Clearly we are in denial, the vast majority of us are living off our parents or spouse or lurching from pay check to paycheck or have business with no larger mission than to provide subsistence for us and our loved ones.
A cursory look at our individual balance sheets would make a grown man weep.
Many of us are guilty of spending money we do not have, to buy things we do not need, to impress people who do not care.
With our money there are only two decisions to make when a spending opportunity presents itself, either we consume it or invest it. The rich angle their expenditure towards investments, building asset bases that will ensure their financial freedom. The majority of us spend on consumption guaranteeing that we shall live in perpetual servitude at best or suffer a subhuman existence.
As a result Uganda is a manifestation of the sum total of our spending folly. The poverty of our nation is a man made situation, perpetuated by poor (there is that word again) leadership.

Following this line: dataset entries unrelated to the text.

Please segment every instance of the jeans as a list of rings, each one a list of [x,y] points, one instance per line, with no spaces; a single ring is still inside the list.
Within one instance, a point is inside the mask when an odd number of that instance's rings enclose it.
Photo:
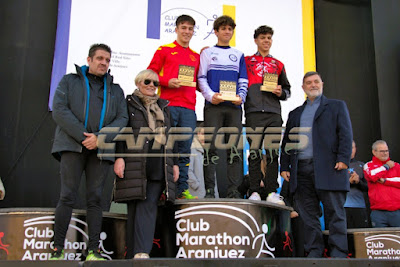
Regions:
[[[193,131],[196,128],[196,113],[194,110],[183,108],[183,107],[169,107],[172,126],[173,127],[190,127],[192,131],[190,133],[185,133],[190,135],[190,138],[184,141],[178,141],[178,152],[179,154],[190,155],[192,141],[193,141]],[[189,188],[187,180],[189,178],[189,163],[190,156],[180,156],[179,157],[179,179],[177,181],[176,195],[179,196],[183,191]]]
[[[346,258],[348,251],[347,225],[344,203],[345,191],[326,191],[315,188],[314,163],[312,160],[299,160],[295,201],[304,223],[304,250],[308,257],[321,258],[325,248],[319,222],[321,201],[324,216],[329,223],[328,244],[330,256]]]
[[[64,248],[65,236],[71,221],[83,171],[86,176],[86,221],[89,231],[89,250],[99,246],[103,212],[101,199],[109,161],[97,158],[97,150],[83,149],[82,153],[63,152],[60,162],[61,193],[55,213],[54,247]]]

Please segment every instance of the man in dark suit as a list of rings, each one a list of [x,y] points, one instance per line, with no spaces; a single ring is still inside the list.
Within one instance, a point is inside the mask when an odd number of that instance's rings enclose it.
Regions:
[[[322,257],[324,251],[318,219],[321,201],[329,224],[330,256],[344,258],[347,227],[343,205],[349,191],[347,168],[353,140],[350,116],[345,102],[322,95],[323,82],[317,72],[307,72],[302,87],[307,101],[289,113],[282,141],[281,175],[290,183],[304,222],[308,257]],[[294,127],[300,127],[300,131]],[[308,142],[304,142],[304,135]]]

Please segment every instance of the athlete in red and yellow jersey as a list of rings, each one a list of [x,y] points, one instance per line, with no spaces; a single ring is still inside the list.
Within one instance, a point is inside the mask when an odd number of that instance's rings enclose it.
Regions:
[[[189,48],[194,33],[194,19],[181,15],[176,19],[176,41],[158,48],[148,69],[158,73],[161,90],[160,97],[169,100],[174,127],[190,127],[185,141],[178,142],[179,179],[177,180],[177,198],[194,198],[189,193],[188,170],[193,130],[196,128],[196,82],[200,56]],[[197,197],[195,197],[197,198]]]

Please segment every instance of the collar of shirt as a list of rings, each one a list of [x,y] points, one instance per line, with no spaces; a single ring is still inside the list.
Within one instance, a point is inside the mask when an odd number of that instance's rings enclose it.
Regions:
[[[317,97],[314,99],[314,101],[312,101],[312,102],[311,102],[311,100],[308,99],[308,97],[307,97],[307,105],[309,105],[309,106],[319,105],[319,104],[321,103],[321,96],[322,96],[322,95],[317,96]]]

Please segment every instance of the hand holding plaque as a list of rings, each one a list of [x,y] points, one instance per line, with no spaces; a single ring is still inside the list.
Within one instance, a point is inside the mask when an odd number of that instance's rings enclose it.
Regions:
[[[264,73],[263,85],[261,85],[261,91],[273,92],[278,86],[278,74]]]
[[[196,87],[194,82],[194,67],[187,65],[179,65],[178,80],[181,86]]]
[[[219,82],[220,98],[225,101],[238,101],[239,97],[236,96],[236,82],[220,81]]]

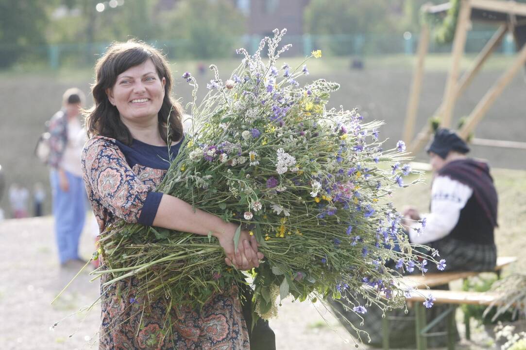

At the beginning of the last decade I also thought this country was poor for lack of planning. I was recently disabused of this thinking.
If we had no plans as a country how were we able to wangle billions of dollars out of the donors over the last few decades?
The donors are not your benevolent rich uncle. They require very elaborate plans detailing economic viability, environmental impact assessments, the project’s usefulness in the context of national development plans etc before they can disburse one dollar.
So the fact that we have been one of the greatest beneficiaries of donor largesse presupposes the plans are there.
We have world class policy papers on any number of areas from alternative energy uses to gender based affirmative action but the results – or lack of thereof, are there for all to see.
What is missing is execution, defined as getting the job done.
Having world beating plans is only one component of getting things done the. We need the right people, infused by a vision of where the country is going, operating in an enabling environment all this underpinned by robust strategic planning.
Ten years ago a UN consultant broke it down for us. His advice was that there are a few areas in which Uganda can win a competitive advantage and therefore thrive in regional and international markets. He listed these as Agriculture processing, education and health services, ICT, niche tourism, financial services and power generation.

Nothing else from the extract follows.